Now, you’ll never make someone a priority who sees you as an option. And that’s a pretty badass place to be.

10. You aren’t perfect – but you will be to the right person.

There’s nothing that can replace first hand experience. You know the value of having someone long term in your life, and even though you’re single as fuck you still believe in love.

But now, you also believe in lust. And friendship. And the value of having a crazy story or two. You trust yourself more. You know what environment brings out your best & which ones bring out your worst. Sometimes, we think we are a certain way only because we don’t know any different. For the first time ever, you started answering to yourself & things became clear. Flipping from a serial monogamist to a free bird may have been scary as hell, but you wouldn’t trade it for anything, You take something away from every experience you have & it’s made you a better person.
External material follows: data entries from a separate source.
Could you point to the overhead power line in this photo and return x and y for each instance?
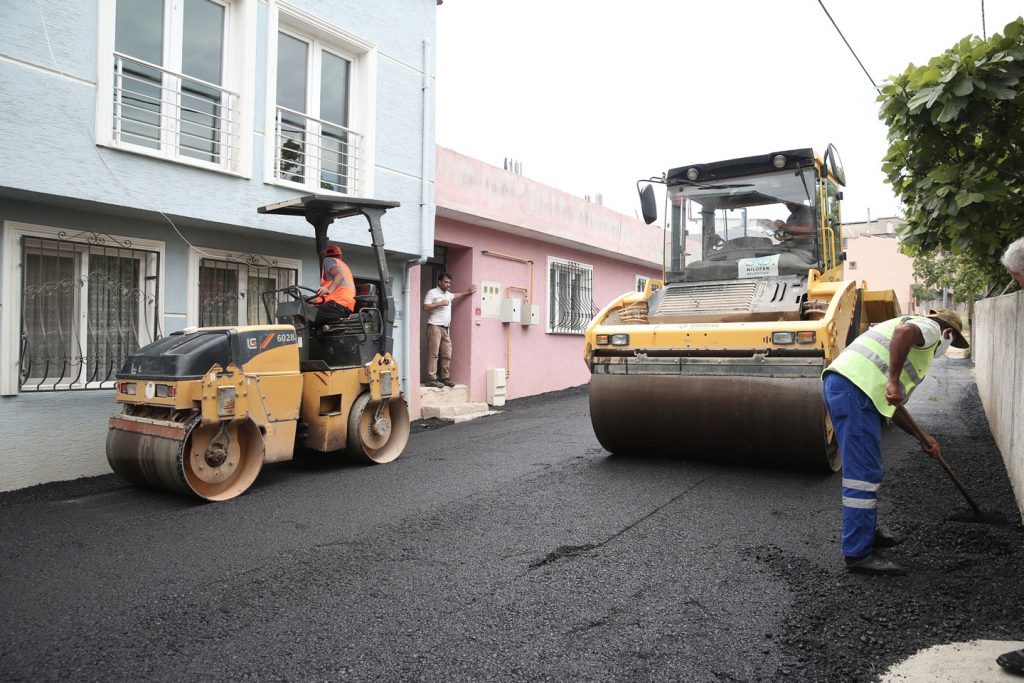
(849, 46)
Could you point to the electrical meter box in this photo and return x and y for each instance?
(511, 310)
(496, 386)
(491, 299)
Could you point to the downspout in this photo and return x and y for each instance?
(426, 217)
You used to be someone’s other half. Now you’re whole all by yourself. And you know that when it’s right, someone will come along and love ALL of you. Not pieces, not parts, the whole damn package. Someone who wouldn’t dream of making you a half, because they’d never ask you to be less. Until then, you are perfectly content coming home to YOU. Or you know, whoever your current learning curve is… but most of all: YOU! After all, a princess needs a prince to live happily ever after. But a Queen can rule a kingdom with OR without a King.